FAQ Style Article

Linux Scheduler – CFS and Virtual Run Time (vruntime)

In Linux Scheduler, Work In Progress on July 3, 2012 at 5:20 pm

This article explains concept of virtual run time as used in Linux CFS scheduler

What is Virtual run time?
Virtual run time is the weighted time a task has run on the CPU

Where is it stored?
Virtual run time is stored in vruntime member of struct sched_entity
Note that sched_entity contains scheduling related information of task and it is member of task_struct.

struct task_struct
{
….
struct sched_entity se;
…..
};

struct sched_entity
{

u64 vruntime;
….
};

What is the unit of vruntime?
vruntime is measured in nano seconds

Where is vruntime updated?
vruntime of current task is updated in __update_curr function defined in sched_fair.c.
__update_curr() is called from update_curr() function, again defined in sched_fair.c
update_curr() is called from many places, including periodic timer interrupt.

How is vruntime updated?
First, time elapsed since last call to update_curr is determined
Then, this time is weighted and added to vruntime of current task.

How is weighting factor calculated?
Factor depends on nice value of task.
weighting factor = weight of process with nice value 0 / weight of current task;
where ‘weight’ is roughly equivalent to 1024 * (1.25)^(-nice)

Some examples values of weight
weight is 820 for nice value 1
weight is 1024 for nice value 0
weight is 1277 for nice value -1

In other words, the weighting factor = 1.25^nice
How does this impact tasks with different nice values?

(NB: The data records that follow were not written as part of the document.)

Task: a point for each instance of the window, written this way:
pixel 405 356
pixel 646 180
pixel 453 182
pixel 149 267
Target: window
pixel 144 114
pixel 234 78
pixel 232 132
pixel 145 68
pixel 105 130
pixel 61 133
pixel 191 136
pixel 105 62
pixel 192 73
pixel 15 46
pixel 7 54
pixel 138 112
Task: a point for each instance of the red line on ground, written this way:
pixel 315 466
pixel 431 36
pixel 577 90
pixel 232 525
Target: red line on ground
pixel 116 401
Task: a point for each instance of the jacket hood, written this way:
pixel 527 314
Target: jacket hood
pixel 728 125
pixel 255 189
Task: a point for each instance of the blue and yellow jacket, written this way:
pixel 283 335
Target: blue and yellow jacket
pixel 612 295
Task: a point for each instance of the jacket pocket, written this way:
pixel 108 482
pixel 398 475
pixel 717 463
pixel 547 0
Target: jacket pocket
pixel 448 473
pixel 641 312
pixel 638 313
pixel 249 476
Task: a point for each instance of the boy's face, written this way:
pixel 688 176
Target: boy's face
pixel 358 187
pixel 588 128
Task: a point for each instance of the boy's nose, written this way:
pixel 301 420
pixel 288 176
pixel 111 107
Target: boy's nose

For nice value equal to 0, factor is 1; vruntime is same as real time spent by task on CPU.

For nice value less than 0, factor is < 1; vruntime is less than real time spent. vruntime grows slower than real time.

For nice value more than 0, factor is > 1; vruntime is more than real time spent. vruntime grows faster than real time.

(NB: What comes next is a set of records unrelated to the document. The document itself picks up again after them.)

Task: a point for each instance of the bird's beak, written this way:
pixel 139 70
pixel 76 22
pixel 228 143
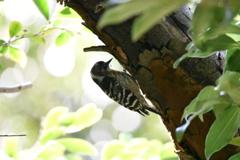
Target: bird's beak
pixel 107 63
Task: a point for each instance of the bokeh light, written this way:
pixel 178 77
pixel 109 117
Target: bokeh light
pixel 125 120
pixel 59 61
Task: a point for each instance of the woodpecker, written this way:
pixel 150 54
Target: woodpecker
pixel 120 87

Which functions are involved in updating vruntime?
Four functions are involved
(a) update_curr()
(b) __update_curr()
(c) calc_delta_fair()
(d) calc_delta_mine()

Brief description of what each of these functions do?
update_curr determines time elapsed since last call to update_curr, then calls __update_curr with that time
__update_curr determines weighted time using calc_delta_fair (which in turn uses calc_delta_mine) and updates vruntime of current task.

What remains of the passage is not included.